At the same time, this is some of the slowest, gentlest jazz in the pantheon of the great classics from the late ’50s and early ’60s. This is a rare trumpet player, one who is so layered and thoughtful and soft, so soft you think he snuck a flugelhorn into the studio to see if anyone would notice. No, it’s just Chet Baker’s horn, but I should also mention he has Bill Evans, Herbie Mann, Kenny Burrell and Pepper Adams on stage with him. You gotta knock it out of the park.

The second and most intriguing album is (Chet Baker Sings) It Could Happen to You. (Note: this is actually Chet’s debut for Riverside–I’m not listing them in order.) I’ve never heard this album before now, but I was aware of its existence. You know when you’re intimately familiar with a person’s face and you’re completely shocked the first time you hear their voice? (Think Teller or Jared Kushner.) Baker has a very nice crooning style, but it’s surprisingly high-pitched. Not Jimmy Scott high, but very youthful. I guess I’ve seen too many photos of those pomade-encrusted locks cascading down his forehead, some lovely young woman totally enthralled with something in the distance, or at least the back of Chet’s head. He should have the voice of a man who’s smoked filter-less Camels for the last 20 years. Honey and gravel, perhaps.

Instead, his voice is innocent and boyish and somewhat earnest. After the novelty wears off, you discover that he knows exactly what he’s doing and he’s very confident doing it. And I’m sure there are plenty of people out there who are already a big fan of his singing and think I’m a dummy for bringing it up. But by the end of my first listen, I was digging his voice as well.

Playing Chet Baker's Chet.

The two remaining albums, 1958’s Chet Baker in New York and Chet Baker Plays the Best of Lerner and Loewe, capture the trumpeter in two slightly different environments. CBINY has Chet playing with a slightly more dynamic band including Philly Joe Jones, Johnny Griffin, Al Haig and Paul Chambers, so you can hear him swing a bit, and the Lerner and Loewe album was a chance to do things even bigger, with covers of Broadway tunes that gave Chet Baker a chance to expand upon his style.

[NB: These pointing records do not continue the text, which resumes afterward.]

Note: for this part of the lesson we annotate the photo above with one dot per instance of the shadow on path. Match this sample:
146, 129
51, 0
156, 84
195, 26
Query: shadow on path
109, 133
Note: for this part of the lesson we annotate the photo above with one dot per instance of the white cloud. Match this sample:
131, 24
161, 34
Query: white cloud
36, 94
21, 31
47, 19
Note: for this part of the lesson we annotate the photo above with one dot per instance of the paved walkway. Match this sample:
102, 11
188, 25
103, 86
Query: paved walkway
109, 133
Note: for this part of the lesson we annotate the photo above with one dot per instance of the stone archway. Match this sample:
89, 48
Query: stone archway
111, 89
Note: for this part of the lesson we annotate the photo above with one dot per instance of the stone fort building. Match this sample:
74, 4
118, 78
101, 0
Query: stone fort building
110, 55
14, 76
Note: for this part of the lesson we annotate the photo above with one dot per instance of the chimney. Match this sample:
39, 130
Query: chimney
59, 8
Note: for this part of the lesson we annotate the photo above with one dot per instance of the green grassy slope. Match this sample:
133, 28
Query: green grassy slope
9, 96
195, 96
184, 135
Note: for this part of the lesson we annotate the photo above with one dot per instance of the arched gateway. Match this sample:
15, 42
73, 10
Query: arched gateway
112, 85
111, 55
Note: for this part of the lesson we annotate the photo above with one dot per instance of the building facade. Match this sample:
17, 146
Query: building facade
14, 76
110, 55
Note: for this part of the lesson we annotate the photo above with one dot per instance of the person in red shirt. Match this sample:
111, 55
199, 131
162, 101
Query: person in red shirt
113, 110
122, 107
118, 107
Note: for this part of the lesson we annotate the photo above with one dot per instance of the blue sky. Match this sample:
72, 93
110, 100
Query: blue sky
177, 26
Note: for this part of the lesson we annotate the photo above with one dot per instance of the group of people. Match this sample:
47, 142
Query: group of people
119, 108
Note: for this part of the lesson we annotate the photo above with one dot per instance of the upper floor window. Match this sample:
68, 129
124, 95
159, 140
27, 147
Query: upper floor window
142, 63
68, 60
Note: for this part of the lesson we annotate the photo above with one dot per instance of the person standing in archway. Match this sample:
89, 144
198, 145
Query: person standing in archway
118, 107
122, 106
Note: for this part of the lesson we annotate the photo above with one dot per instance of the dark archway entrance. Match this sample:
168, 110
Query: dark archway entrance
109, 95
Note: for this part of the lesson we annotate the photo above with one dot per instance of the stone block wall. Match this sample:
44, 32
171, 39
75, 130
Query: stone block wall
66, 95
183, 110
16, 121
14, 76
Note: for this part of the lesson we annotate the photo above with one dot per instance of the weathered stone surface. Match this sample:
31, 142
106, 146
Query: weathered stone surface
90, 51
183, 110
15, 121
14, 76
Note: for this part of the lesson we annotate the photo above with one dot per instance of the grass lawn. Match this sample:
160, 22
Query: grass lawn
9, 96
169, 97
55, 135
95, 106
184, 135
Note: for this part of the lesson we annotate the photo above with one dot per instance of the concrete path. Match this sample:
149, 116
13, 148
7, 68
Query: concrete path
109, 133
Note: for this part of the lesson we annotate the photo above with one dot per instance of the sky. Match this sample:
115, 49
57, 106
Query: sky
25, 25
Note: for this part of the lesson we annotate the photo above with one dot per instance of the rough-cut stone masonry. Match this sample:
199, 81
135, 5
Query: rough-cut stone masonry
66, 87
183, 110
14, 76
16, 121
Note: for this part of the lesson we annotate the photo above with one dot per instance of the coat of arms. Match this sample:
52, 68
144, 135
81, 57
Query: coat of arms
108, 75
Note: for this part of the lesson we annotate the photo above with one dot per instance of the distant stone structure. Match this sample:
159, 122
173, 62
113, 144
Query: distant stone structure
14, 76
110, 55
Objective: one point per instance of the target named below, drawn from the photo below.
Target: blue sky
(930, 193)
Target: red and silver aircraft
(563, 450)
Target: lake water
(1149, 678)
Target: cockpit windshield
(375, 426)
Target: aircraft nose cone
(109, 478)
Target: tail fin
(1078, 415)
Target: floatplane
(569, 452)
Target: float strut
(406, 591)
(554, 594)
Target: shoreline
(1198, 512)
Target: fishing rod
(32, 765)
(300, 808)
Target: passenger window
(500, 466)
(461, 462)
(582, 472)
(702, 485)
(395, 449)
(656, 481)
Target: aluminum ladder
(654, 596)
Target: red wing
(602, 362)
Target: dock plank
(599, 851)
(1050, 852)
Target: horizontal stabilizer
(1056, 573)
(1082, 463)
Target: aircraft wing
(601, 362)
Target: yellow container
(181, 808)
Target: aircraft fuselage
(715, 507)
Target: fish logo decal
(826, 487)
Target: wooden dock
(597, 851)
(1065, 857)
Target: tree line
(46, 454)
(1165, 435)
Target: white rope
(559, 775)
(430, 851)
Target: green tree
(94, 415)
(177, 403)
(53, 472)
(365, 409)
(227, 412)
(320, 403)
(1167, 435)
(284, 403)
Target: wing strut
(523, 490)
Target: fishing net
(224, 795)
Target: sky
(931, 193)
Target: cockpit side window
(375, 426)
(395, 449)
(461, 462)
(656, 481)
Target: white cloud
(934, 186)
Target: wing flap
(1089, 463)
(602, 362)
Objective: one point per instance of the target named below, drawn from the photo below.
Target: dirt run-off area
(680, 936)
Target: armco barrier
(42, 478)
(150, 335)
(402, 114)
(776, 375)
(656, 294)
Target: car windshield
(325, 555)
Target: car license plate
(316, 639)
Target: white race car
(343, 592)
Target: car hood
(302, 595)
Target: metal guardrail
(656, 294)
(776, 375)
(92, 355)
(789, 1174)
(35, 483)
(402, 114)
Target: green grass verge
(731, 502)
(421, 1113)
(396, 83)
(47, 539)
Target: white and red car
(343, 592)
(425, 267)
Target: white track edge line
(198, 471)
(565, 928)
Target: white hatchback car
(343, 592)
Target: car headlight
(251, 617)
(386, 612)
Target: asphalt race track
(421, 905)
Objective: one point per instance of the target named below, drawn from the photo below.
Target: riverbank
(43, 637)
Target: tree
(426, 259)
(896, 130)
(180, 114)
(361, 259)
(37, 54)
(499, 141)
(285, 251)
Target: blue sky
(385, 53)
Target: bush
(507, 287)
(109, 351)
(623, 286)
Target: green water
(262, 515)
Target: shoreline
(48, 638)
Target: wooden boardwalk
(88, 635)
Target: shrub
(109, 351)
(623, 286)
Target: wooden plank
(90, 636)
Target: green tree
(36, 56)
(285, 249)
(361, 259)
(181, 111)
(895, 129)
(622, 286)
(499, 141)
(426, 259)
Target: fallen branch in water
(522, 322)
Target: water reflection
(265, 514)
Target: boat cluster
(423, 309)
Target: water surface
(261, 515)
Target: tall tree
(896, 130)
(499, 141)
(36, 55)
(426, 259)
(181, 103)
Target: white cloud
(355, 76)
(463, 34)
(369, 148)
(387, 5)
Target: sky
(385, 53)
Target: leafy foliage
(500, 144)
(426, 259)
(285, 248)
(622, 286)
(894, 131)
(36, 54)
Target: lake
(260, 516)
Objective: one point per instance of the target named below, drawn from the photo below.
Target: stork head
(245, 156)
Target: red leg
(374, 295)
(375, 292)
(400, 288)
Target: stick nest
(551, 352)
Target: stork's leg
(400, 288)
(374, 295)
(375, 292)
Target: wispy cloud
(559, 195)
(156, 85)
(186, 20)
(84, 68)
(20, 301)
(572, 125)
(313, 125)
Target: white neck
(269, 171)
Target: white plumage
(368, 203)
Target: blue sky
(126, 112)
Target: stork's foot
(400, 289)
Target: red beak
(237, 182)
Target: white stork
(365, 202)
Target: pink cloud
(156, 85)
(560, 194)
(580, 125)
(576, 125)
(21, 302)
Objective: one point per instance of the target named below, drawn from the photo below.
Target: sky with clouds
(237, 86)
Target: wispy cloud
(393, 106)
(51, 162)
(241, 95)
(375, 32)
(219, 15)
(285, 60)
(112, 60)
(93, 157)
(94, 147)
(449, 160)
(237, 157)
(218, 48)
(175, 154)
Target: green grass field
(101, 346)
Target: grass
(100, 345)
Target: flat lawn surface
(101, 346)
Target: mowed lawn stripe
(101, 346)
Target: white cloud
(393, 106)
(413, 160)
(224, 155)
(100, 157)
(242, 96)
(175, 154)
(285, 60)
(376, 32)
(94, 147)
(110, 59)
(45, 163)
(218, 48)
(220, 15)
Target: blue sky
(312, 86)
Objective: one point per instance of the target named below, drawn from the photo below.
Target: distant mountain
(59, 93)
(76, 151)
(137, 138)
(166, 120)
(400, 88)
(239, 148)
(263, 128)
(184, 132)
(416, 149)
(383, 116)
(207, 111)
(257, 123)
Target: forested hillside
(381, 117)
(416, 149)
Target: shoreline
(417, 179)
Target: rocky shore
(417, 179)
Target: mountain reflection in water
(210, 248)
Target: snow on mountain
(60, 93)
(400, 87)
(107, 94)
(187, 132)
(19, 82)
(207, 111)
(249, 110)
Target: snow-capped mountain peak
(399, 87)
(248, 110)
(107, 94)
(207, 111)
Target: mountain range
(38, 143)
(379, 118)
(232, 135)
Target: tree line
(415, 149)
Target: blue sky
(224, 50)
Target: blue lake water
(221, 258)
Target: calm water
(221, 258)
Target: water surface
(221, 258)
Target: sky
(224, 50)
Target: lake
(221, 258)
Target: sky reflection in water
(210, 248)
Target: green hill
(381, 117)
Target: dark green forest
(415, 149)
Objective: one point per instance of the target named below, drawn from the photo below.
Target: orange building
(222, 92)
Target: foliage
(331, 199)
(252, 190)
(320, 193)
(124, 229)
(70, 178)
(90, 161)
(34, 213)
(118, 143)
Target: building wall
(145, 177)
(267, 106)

For those audiophiles and LP collectors who feel a little disappointed that I didn’t compare these quiet yet surprisingly dynamic pressings with other Chet Baker audiophile releases, all you need to know is this. As Craft explains, “The recordings, which feature such icons as Bill Evans, Johnny Griffin and Kenny Burrell, have all been cut from their original analog master tapes by Kevin Gray at Cohearent Audio and pressed on 180-gram vinyl at RTI.”

They sound magnificent, by the way. So beautiful and revealing that I used them to carefully evaluate the sonic differences between the two Bryston power amplifier in this upcoming weekend’s review. Also, I just discovered that our own Darryl Lindberg covered these releases last year–so take the hint!

What a gift, Craft Recordings. Thank you!